Woong Heo, Yonghee Kim
Nuclear Science and Engineering | Volume 189 | Number 1 | January 2018 | Pages 41-55
Technical Paper | doi.org/10.1080/00295639.2017.1373516
Articles are hosted by Taylor and Francis Online.
Thermomechanical effects, irradiation, and structural restrictions result in very tangled behavior of assemblies in sodium-cooled fast reactors (SFRs). Reactivity feedback caused by the assembly behavior (deformation or distortion) is one of the key parameters in the inherent safety analysis of fast reactor systems. However, to date there has been no accurate and efficient deterministic way to compute directly the reactivity changes by actual local perturbation. This paper evaluates the feasibility of applying the Galerkin finite element method (GFEM) based on linear shape functions to estimate reactivity changes due to local core deformations in SFRs.
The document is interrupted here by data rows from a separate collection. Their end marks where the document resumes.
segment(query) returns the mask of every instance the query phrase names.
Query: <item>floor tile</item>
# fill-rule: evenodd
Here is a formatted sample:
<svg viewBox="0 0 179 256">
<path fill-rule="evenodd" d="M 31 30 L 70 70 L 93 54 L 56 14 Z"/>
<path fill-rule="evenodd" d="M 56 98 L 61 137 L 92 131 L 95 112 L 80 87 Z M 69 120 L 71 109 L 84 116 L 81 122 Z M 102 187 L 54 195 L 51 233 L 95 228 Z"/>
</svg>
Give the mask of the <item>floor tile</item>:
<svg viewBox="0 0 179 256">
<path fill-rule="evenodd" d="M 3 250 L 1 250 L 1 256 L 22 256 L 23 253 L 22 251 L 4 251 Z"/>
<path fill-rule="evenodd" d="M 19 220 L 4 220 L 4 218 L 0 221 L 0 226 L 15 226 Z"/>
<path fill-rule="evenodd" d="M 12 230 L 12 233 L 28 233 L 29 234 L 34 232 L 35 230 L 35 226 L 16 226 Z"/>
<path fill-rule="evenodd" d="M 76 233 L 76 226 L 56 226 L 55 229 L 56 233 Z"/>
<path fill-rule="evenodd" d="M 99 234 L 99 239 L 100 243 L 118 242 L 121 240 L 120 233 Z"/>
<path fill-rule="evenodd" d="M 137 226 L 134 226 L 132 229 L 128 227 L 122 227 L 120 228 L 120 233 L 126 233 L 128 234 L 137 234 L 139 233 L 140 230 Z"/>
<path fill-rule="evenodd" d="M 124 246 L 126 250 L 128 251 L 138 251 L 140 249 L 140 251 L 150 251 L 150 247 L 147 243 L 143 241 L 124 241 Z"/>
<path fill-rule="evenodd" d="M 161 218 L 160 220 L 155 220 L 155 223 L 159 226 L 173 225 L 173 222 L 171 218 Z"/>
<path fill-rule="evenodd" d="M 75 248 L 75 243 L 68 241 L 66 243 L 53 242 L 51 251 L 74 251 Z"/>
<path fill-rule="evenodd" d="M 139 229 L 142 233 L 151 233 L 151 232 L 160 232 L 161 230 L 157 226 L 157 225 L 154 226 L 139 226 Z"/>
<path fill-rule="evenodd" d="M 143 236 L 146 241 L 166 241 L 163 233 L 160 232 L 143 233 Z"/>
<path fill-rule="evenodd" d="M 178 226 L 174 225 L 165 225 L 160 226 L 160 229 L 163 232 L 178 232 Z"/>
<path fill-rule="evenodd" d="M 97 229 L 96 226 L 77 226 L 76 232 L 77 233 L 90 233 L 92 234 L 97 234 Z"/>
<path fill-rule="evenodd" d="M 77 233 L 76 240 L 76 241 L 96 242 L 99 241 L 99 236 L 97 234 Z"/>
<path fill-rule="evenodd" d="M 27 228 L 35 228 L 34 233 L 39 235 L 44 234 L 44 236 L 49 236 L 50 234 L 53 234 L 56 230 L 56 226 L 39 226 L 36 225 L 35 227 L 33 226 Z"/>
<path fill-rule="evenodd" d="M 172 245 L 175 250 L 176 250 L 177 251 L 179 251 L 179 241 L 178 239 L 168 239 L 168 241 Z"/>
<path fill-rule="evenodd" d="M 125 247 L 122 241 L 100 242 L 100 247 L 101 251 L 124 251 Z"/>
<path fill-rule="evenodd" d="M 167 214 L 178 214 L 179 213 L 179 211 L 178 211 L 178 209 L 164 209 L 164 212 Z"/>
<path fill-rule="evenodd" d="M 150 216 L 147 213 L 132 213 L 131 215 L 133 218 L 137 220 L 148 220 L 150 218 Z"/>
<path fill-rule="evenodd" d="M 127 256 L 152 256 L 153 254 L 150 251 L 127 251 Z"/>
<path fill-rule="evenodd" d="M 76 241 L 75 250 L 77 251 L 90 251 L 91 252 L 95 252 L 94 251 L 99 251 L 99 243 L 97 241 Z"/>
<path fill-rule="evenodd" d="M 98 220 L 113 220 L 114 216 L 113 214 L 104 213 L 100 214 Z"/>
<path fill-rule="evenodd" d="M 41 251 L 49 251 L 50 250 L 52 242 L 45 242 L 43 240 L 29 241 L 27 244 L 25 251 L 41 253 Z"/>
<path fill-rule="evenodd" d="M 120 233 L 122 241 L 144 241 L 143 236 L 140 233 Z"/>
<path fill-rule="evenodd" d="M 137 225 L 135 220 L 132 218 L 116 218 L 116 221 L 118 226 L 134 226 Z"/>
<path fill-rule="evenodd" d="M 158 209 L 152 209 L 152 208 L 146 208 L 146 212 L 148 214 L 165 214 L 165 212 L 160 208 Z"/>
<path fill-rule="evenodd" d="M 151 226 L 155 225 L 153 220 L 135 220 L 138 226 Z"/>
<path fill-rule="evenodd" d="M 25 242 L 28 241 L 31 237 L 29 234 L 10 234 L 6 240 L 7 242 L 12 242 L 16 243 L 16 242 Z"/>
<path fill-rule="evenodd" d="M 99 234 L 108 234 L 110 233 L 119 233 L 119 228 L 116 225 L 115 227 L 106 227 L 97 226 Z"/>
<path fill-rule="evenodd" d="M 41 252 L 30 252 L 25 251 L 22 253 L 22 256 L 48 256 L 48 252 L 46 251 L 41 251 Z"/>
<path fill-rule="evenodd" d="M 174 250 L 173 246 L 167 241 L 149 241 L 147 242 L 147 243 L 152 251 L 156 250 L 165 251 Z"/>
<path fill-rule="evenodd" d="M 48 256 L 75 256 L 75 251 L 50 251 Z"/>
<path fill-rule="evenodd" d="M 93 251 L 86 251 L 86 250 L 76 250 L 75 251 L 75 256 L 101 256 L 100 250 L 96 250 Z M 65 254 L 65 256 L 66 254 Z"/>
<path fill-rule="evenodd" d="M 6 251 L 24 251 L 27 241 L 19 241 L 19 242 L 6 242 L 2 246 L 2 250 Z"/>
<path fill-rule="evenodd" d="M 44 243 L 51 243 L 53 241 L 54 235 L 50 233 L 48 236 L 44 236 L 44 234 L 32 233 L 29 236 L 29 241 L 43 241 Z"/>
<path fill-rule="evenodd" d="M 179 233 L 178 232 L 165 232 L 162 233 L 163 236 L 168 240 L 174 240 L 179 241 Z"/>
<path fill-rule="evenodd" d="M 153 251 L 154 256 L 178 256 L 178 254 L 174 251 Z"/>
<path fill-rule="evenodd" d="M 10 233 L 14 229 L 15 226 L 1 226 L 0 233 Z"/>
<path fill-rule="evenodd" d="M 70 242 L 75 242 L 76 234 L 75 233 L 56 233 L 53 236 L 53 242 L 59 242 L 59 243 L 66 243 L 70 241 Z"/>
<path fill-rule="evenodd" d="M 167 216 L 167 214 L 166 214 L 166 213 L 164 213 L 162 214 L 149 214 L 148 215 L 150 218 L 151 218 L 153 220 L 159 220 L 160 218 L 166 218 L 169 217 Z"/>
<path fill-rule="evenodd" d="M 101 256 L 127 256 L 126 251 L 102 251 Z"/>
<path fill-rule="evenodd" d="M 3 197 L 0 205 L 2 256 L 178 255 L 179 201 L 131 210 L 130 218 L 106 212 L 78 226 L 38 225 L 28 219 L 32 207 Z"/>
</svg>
Assessment of reactivity changes is conducted for six types of deformation scenarios of the two-dimensional prototype Gen-IV SFR. Uniform expansions and local deformations are included in the scenarios. The results from the multigroup diffusion equation based on the GFEM are compared with references calculated by MCNP5. The study shows that diffusion analysis based on the GFEM with linear shape functions can properly estimate reactivity changes by core deformation in the fast reactor with ~13% relative error of Δρ.